I snuck a picture of a chart of San Diego Harbor, since we’re staying ’round the other side of the harbor on Shelter Island. It’s neat to see the spatial relationship between the Midway, where we’re at, and where other military areas are at.
After the Midway, we decided to take a run over the bridge to Coronado Island and check out the Hotel Del Coronado. Gorgeous place, right on one of the best beaches around. It was overcast, but still great weather.
We then made our way back to the hotel, and the kids played in the pool, but I avoided it — too cold for my blood tonight. No videos as a result, but I don’t think y’all will mind.
Tags: Trip Logs
June 21, 2011
Today’s Sponsor: San Diego County Fair
Start/End: San Diego, CA
Miles Driven: 30 or so
We realized that the San Diego County Fair was going on while we were in town, and the kids haven’t ever been to a fair, so we figured we’d take a day and do the fair thing. The weather was good for it, it was about 75 and overcast until early afternoon.
We toured the art exhibits a bit, and I found my favorite one…
The kids saw one of those reverse bungee jump things, so we got them strapped into one and watched them bounce around a lot.
There was a rock wall nearby, so each kid took a stab at that, then they went and rode one of those giant plastic slide things.
The kids and I rode a roller coaster, and I video’d our reactions as we rode it. That’s embedded in the video linked below. Then stumbled upon what is either a culinary miracle or abomination: a chocolate dipped pickle. Of course I had to have one. It wasn’t bad, believe it or not. It wasn’t good, either — not like chocolate covered bacon. The brine of the pickle totally overpowered the chocolate.
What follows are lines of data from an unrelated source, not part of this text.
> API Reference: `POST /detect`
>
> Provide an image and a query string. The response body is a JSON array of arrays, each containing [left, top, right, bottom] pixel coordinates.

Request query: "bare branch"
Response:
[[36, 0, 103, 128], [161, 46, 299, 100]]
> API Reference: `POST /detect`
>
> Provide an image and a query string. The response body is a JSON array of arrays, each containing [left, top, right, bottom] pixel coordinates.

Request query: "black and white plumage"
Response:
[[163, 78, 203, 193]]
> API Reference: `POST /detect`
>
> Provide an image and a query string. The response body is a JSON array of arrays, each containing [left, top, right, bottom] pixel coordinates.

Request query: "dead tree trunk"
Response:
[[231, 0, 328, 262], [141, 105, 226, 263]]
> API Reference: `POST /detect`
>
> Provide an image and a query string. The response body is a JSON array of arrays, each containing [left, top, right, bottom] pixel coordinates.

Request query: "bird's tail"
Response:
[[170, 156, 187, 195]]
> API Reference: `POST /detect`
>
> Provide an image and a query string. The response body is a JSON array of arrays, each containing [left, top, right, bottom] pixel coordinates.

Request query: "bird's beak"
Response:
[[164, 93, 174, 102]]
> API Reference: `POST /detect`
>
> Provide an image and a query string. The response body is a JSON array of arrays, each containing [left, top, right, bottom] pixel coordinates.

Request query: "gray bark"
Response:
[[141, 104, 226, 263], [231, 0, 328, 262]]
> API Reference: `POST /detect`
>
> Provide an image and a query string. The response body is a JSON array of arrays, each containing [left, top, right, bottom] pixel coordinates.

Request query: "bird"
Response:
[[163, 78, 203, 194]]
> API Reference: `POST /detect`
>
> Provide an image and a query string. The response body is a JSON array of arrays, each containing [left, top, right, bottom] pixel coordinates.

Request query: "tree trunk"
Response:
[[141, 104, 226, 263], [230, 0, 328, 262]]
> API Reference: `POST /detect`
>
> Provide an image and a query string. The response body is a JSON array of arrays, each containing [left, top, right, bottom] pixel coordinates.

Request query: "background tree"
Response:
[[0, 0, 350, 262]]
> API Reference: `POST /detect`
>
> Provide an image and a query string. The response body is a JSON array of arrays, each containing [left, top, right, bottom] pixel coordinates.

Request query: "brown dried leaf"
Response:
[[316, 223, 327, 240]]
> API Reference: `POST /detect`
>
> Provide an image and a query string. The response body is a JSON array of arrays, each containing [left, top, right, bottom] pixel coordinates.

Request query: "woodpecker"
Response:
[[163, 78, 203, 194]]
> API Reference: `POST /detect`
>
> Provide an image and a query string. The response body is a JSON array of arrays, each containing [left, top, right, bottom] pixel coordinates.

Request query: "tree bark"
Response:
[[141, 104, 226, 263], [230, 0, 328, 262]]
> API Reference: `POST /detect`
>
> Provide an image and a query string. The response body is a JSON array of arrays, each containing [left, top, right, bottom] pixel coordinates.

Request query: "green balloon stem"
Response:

The theme of the fair was “Race to the Fair”, and as such there were quite a few car exhibits. There was a beautiful 57 Chevy that reminded me a lot of one my friend had in high school. Spent a lot of time under the hood of that car…
We finished off the day with dinner at In-N-Out, and then we played video games on the iPad with it hooked to the flat panel TV in the room. Another great day!